The border town of Brownsville, Texas, could soon become the second U.S. city to charge shoppers for single-use disposable plastic bags at checkout. If enacted, the proposed charge of $1 per bag would go into effect Jan. 5 at grocery and convenience stores in the town of 177,000, and probably end the use of disposable plastic bags at those stores.
It is like a de facto ban, said Shari Jackson, director of the Progressive Bag Affiliates, which is part of the American Chemistry Council in Washington. Taxes and bans are not the way to go on this, Jackson said in a phone interview Sept. 14. We are continuing to try to explain to the city commissioners that recycling is a better option.
Privately owned Duro Bag Manufacturing Co., headquartered in Florence, Ky., has a paper bag manufacturing plant in Brownsville that employs 120 and makes 9 million paper bags daily.
But there are a larger number of workers more than 2,600 employed at plastic bag manufacturing plants in Texas, according to data that PBA has on its website, www.plasticbagfacts.org.
This approach of a $1 charge will have an impact on plastic bag manufacturers, Jackson said.
The next public meeting on the Brownsville proposal is scheduled for Sept. 21, and if it moves forward, the $1 charge on plastic bags could be adopted Oct. 5.
Earlier this year, the Brownsville City Commission had adopted a voluntary ban on plastic bags beginning Jan. 5, 2011. But the commission proposed amending the law last week to add the $1 charge. It would be the third-largest U.S. city after San Francisco and Washington to enact a tax or ban on plastic bags.
This is still in the proposal stage, said Jackson. We have communicated with them about the benefits of recycling plastic bags. We don't have a sense that they have made up their mind.
Washington has had a 5-cent tax on plastic and paper bags at checkout since Jan. 1. Eleven communities in the U.S. have passed plastic bans, including the counties of Kauai and Maui in Hawaii, whose bag bans go into effect Jan. 1.

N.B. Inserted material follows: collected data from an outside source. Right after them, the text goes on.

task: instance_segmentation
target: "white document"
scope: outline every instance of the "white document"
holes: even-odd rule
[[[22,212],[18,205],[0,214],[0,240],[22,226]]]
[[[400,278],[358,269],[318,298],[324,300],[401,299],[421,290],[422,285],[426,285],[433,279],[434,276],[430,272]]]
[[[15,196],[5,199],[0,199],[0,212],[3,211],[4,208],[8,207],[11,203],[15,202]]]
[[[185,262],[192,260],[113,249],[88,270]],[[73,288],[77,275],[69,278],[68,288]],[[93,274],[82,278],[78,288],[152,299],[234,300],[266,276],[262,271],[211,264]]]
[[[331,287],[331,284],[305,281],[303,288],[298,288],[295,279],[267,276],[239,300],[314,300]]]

In addition to San Francisco and the Hawaii counties, Westport, Conn.; Edmonds, Wash.; the Alaska towns of Hooper Bay and Bethel; and the cities of Fairfax, Malibu and Palo Alto in California have plastic bag bans. The Outer Banks, N.C., counties of Hyde, Dare and Currituck also have a ban on plastic bags, enacted as a single measure for those three counties.